There was nothing – just a bedroom, a boy and the girl he’d asked out.
It took me a really long time to work out what had happened to me. That was my first time; a boy wanted to have sex with me, but no one stopped to ask if I wanted to have sex with him.
I didn’t. I bled. It hurt. I didn’t like it. It felt wrong.
This wasn’t how my romantic movie was supposed to go.
But no matter. The girls I thought were my friends spread the rumour that I was a slag almost as quickly as my rapist, Gordon. Amy and Zoe rang my mam, and then shortly after, both of my grandparents, to tell them what had happened, and that I was a slag.
No one believed me.
I was a slag.
I wasn’t a virgin.
My mam didn’t speak to me for weeks.
This was the worst time of my life at this point, and it had an enormous impact on me growing up. I actively avoided eye contact and going anywhere alone with boys. I didn’t kiss anyone again until I was 17, and it was this person who was the next person – the first person – I had sex with.
It wasn’t necessarily consensual. I didn’t say no. I just knew that he wanted to have sex with me. I dated a couple of people after that, but the assumption was always if I was alone with a boy I had to have sex. Every time. Even if I didn’t really want to.

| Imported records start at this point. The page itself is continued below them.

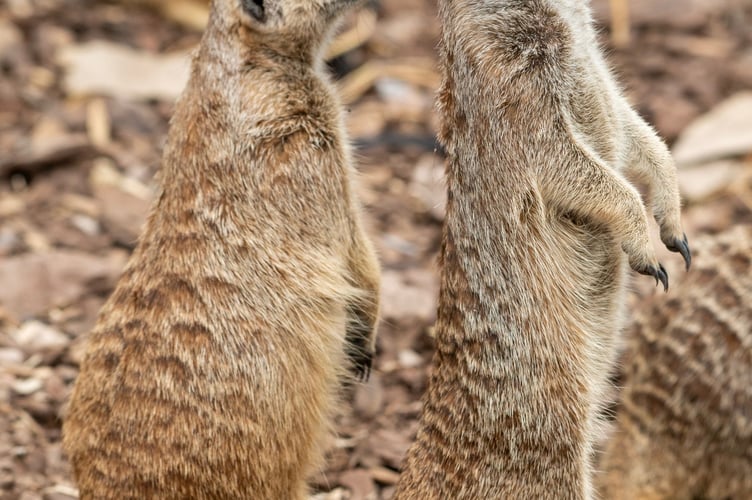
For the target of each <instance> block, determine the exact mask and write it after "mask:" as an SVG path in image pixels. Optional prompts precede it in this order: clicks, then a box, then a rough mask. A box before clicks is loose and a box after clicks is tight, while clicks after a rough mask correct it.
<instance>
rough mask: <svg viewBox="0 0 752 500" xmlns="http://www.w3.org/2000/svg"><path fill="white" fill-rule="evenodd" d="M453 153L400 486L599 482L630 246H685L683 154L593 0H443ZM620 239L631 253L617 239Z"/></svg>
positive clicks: (476, 491) (589, 489)
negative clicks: (651, 214)
mask: <svg viewBox="0 0 752 500" xmlns="http://www.w3.org/2000/svg"><path fill="white" fill-rule="evenodd" d="M439 4H440V15H441V21H442V24H443V39H442V43H441V58H442V63H443V66H444V67H443V70H444V82H443V87H442V89H441V91H440V94H439V105H440V108H441V112H442V115H443V116H442V120H443V130H442V141H443V142H444V144H445V145H446V149H447V152H448V155H449V159H448V165H447V183H448V190H449V197H448V205H447V216H446V221H445V226H444V233H443V241H442V251H441V265H442V277H441V289H440V298H439V310H438V320H437V325H436V354H435V357H434V361H433V371H432V375H431V379H430V383H429V388H428V390H427V393H426V395H425V396H424V410H423V416H422V420H421V425H420V429H419V431H418V435H417V438H416V442H415V443H414V445H413V446H412V447H411V449H410V451H409V453H408V457H407V460H406V462H405V465H404V473H403V475H402V477H401V480H400V484H399V486H398V488H397V494H396V498H397V499H400V500H406V499H416V500H429V499H449V498H451V499H473V500H476V499H495V498H499V499H533V498H552V499H581V498H591V497H592V495H593V493H592V487H591V479H590V477H591V465H590V461H589V456H590V453H591V448H592V443H593V441H594V437H595V436H597V435H598V422H597V421H596V418H595V415H596V410H597V409H598V406H599V404H600V403H601V400H602V392H603V388H604V386H605V385H606V384H605V378H606V375H607V373H608V369H609V367H610V365H611V363H612V358H613V353H614V342H615V337H616V333H617V330H618V325H619V323H620V317H621V314H622V304H623V302H624V280H625V265H624V264H625V261H628V262H629V263H630V264H631V266H632V268H634V269H635V270H637V271H639V272H642V273H649V274H652V275H654V276H656V278H661V279H663V278H665V275H663V274H662V273H663V271H662V267H661V266H659V264H658V262H657V260H656V258H655V254H654V252H653V248H652V246H651V243H650V241H649V237H648V218H647V215H646V210H645V208H644V206H643V203H642V200H641V199H640V196H639V194H638V193H637V191H636V190H635V188H634V187H633V186H632V185H631V184H630V183H628V182H627V181H626V180H625V178H624V177H623V174H631V175H633V176H635V177H640V178H642V179H643V180H645V181H646V182H647V184H648V185H649V187H650V195H651V200H652V208H653V212H654V214H655V217H656V219H657V221H658V223H659V225H660V228H661V235H662V239H663V241H664V242H665V243H666V244H667V245H668V246H669V247H670V248H672V249H675V250H677V251H679V250H680V251H682V252H683V253H684V254H685V256H686V258H687V259H689V251H688V248H687V247H686V240H685V239H684V236H683V233H682V229H681V225H680V220H679V218H680V207H679V205H680V203H679V194H678V190H677V185H676V178H675V168H674V165H673V163H672V161H671V158H670V155H669V153H668V150H667V148H666V147H665V145H664V144H663V143H662V142H661V141H660V140H659V139H658V137H657V136H656V135H655V133H654V132H653V130H652V129H651V128H650V127H649V126H648V125H647V124H645V123H644V122H643V120H641V119H640V118H639V117H638V115H637V114H636V113H635V112H634V111H633V110H632V109H631V108H630V106H629V105H628V104H627V102H626V101H625V99H624V98H623V97H622V95H621V93H620V91H619V90H618V88H617V86H616V84H615V83H614V80H613V79H612V77H611V76H610V74H609V72H608V70H607V68H606V65H605V63H604V61H603V59H602V56H601V54H600V51H599V49H598V46H597V43H596V40H595V34H594V32H593V28H592V27H591V19H590V13H589V9H588V6H587V4H586V3H585V1H584V0H442V1H440V2H439ZM625 252H626V256H625V255H624V253H625Z"/></svg>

I still didn’t know what consent was.
And I wouldn’t until my first and only real relationship was over.
I was 26.
What is consent?
Consent is actually really bloody simple. Consent means that you have given permission or have received permission to engage in an intimate or sexual act.
Consent should be a part of your vocabulary, especially when engaging in an intimate and/or sexual encounter with another human – and you should be comfortable talking about it. If you’re not, then in the words of Captain Jean Luc Picard… Make it so.

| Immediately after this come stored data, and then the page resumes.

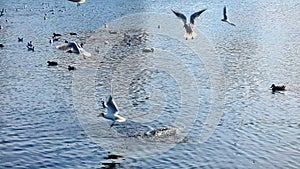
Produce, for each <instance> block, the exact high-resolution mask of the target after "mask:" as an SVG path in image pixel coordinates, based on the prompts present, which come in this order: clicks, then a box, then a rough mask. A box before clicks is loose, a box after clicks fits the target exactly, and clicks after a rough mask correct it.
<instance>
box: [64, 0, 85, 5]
mask: <svg viewBox="0 0 300 169" xmlns="http://www.w3.org/2000/svg"><path fill="white" fill-rule="evenodd" d="M68 1H71V2H76V3H77V6H79V5H80V4H82V3H84V2H85V0H68Z"/></svg>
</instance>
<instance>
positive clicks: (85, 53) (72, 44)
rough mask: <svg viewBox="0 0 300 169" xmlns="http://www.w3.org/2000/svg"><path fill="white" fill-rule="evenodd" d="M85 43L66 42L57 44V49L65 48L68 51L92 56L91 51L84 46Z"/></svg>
mask: <svg viewBox="0 0 300 169" xmlns="http://www.w3.org/2000/svg"><path fill="white" fill-rule="evenodd" d="M82 46H83V44H80V45H78V44H77V43H76V42H68V43H66V44H63V45H60V46H56V48H57V49H60V50H64V51H65V52H68V53H76V54H83V56H87V57H90V56H92V55H91V54H90V53H89V52H87V51H85V50H84V49H83V48H82Z"/></svg>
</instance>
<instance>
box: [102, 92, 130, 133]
mask: <svg viewBox="0 0 300 169" xmlns="http://www.w3.org/2000/svg"><path fill="white" fill-rule="evenodd" d="M102 106H103V108H106V109H107V113H100V114H99V115H98V117H100V116H102V117H104V118H106V119H109V120H112V121H113V123H112V124H111V125H110V127H112V126H113V125H114V124H115V122H116V121H117V122H124V121H126V119H125V118H124V117H121V116H119V115H118V114H119V110H118V107H117V104H116V103H115V101H114V99H113V98H112V96H111V95H110V96H109V98H108V101H107V102H106V103H105V102H104V101H102Z"/></svg>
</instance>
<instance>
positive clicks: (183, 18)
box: [171, 9, 187, 24]
mask: <svg viewBox="0 0 300 169" xmlns="http://www.w3.org/2000/svg"><path fill="white" fill-rule="evenodd" d="M171 10H172V12H173V13H174V14H175V15H176V16H177V17H178V18H179V19H181V21H182V22H183V24H187V20H186V17H185V16H184V15H183V14H182V13H180V12H177V11H175V10H174V9H171Z"/></svg>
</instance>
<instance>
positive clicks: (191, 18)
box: [171, 9, 206, 40]
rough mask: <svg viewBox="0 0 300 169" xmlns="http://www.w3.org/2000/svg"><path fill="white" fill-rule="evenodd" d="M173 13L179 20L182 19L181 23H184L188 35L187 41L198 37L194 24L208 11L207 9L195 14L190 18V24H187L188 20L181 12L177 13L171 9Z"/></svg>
mask: <svg viewBox="0 0 300 169" xmlns="http://www.w3.org/2000/svg"><path fill="white" fill-rule="evenodd" d="M171 10H172V11H173V13H174V14H175V15H176V16H177V17H178V18H179V19H181V21H182V22H183V24H184V25H183V26H184V28H185V31H186V34H185V35H184V37H185V38H186V40H187V39H194V37H195V36H196V35H197V34H196V33H195V32H194V30H193V29H194V27H195V26H194V24H195V20H196V19H197V18H198V17H199V16H200V14H201V13H202V12H204V11H206V9H203V10H201V11H198V12H195V13H194V14H192V15H191V17H190V23H189V24H188V22H187V18H186V16H185V15H184V14H182V13H180V12H176V11H175V10H173V9H171Z"/></svg>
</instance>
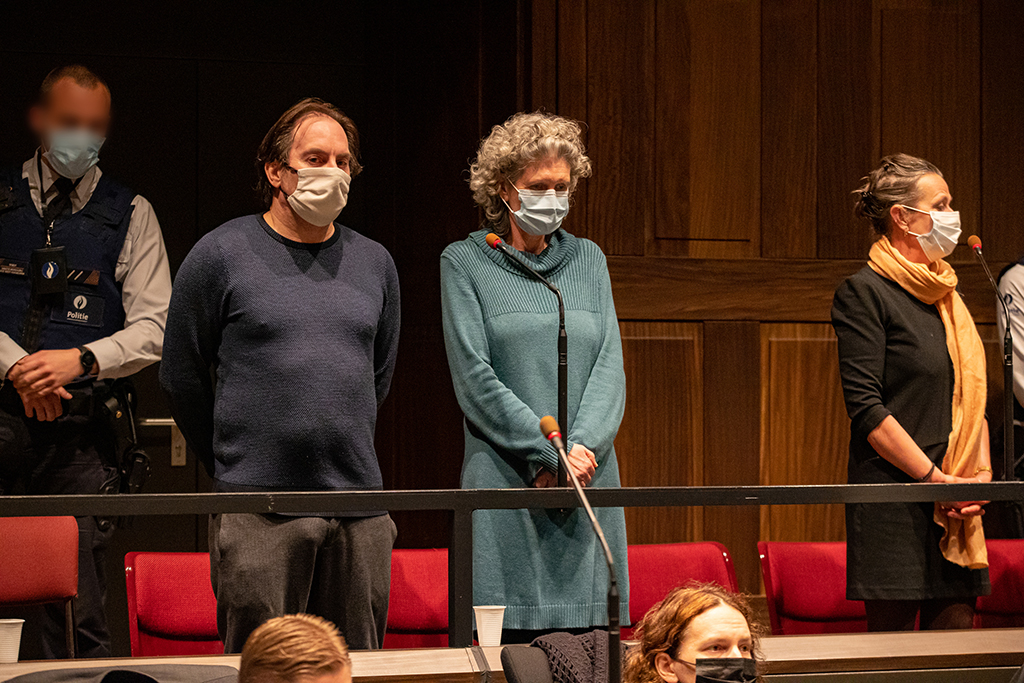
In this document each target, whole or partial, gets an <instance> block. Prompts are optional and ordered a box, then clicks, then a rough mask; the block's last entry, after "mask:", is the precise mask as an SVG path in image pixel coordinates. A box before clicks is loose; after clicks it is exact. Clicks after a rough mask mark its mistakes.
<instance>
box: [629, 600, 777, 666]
mask: <svg viewBox="0 0 1024 683" xmlns="http://www.w3.org/2000/svg"><path fill="white" fill-rule="evenodd" d="M635 635H636V638H637V640H638V641H639V643H638V644H637V645H636V646H635V647H634V648H633V649H631V650H630V652H629V653H628V655H627V661H626V671H625V675H624V679H625V681H627V683H663V681H664V682H665V683H714V682H715V681H748V682H753V681H760V680H761V678H760V677H759V675H758V660H759V659H760V650H759V648H758V643H759V639H760V635H761V628H760V627H759V626H758V625H757V624H756V623H755V622H754V618H753V610H752V609H751V606H750V605H749V604H748V603H746V600H745V599H743V597H742V596H740V595H736V594H734V593H729V592H728V591H726V590H725V589H723V588H721V587H719V586H717V585H715V584H691V585H689V586H686V587H680V588H676V589H673V590H672V591H671V592H670V593H669V594H668V595H667V596H666V597H665V599H664V600H662V601H660V602H659V603H657V604H656V605H654V606H653V607H651V609H650V611H648V612H647V613H646V614H645V615H644V617H643V620H641V622H640V624H639V625H637V629H636V632H635Z"/></svg>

How to give it and how to ask for it
There are many nuanced ways to give and ask for consent in the moment, but more broadly, consent can be both given and asked for in two ways:
It can be as simple as explicitly asking, “do you consent to this?” and receiving a yes or no answer. Or, by asking/receiving consent implicitly by both partners not stopping a specific action, and enthusiastically taking part.
Side bar: implicit consent is not the same as not consenting at all. If someone doesn’t stop a specific action, it doesn’t always mean you have consent. If in doubt, ask.
Admittedly, explicit consent is often the least problematic of routes. It’s clear, simple and consensual. You know and they know it.
Should I talk about consent with my partner(s)?
Yes. Especially if you’ve read this and have thought ‘hmm, I’ve never asked consent before, I’ve always assumed’. Odds are, you’re right on the money, but what if you’re not?
I think talking bout consent is important and sitting down with your partner(s) at any stage in a relationship to explicitly name what you like and don’t like, as well as what you want and don’t want during sex or a specific interaction, or even a relationship, is incredibly healthy.
So yeah, I wholeheartedly encourage everyone approaching their sex lives in a way that promotes healthy discourse!
Not only do these types of conversations provide you with explicit consent, they also offer a clear view of what is expected by, and what to expect from your partner.
Consent matters, and it’s such a crucial thing to teach young people. Consent underpins everything, and it’s the main thing that differentiates a happy, consensual sexual encounter from rape or sexual assault.
For women, we’ve been conditioned to ignore our boundaries for a man’s enjoyment and every sexual encounter I had from the ages of 14 to 26, were based entirely on a man’s expectation and desires more than my own – it wasn’t non-consensual, but I didn’t give consent either.
So, if I can impart any wisdom or knowledge around sex to anyone, it would be to talk loudly and proudly about consent, because too many of us haven’t been given that courtesy and it has damaging, lasting effects.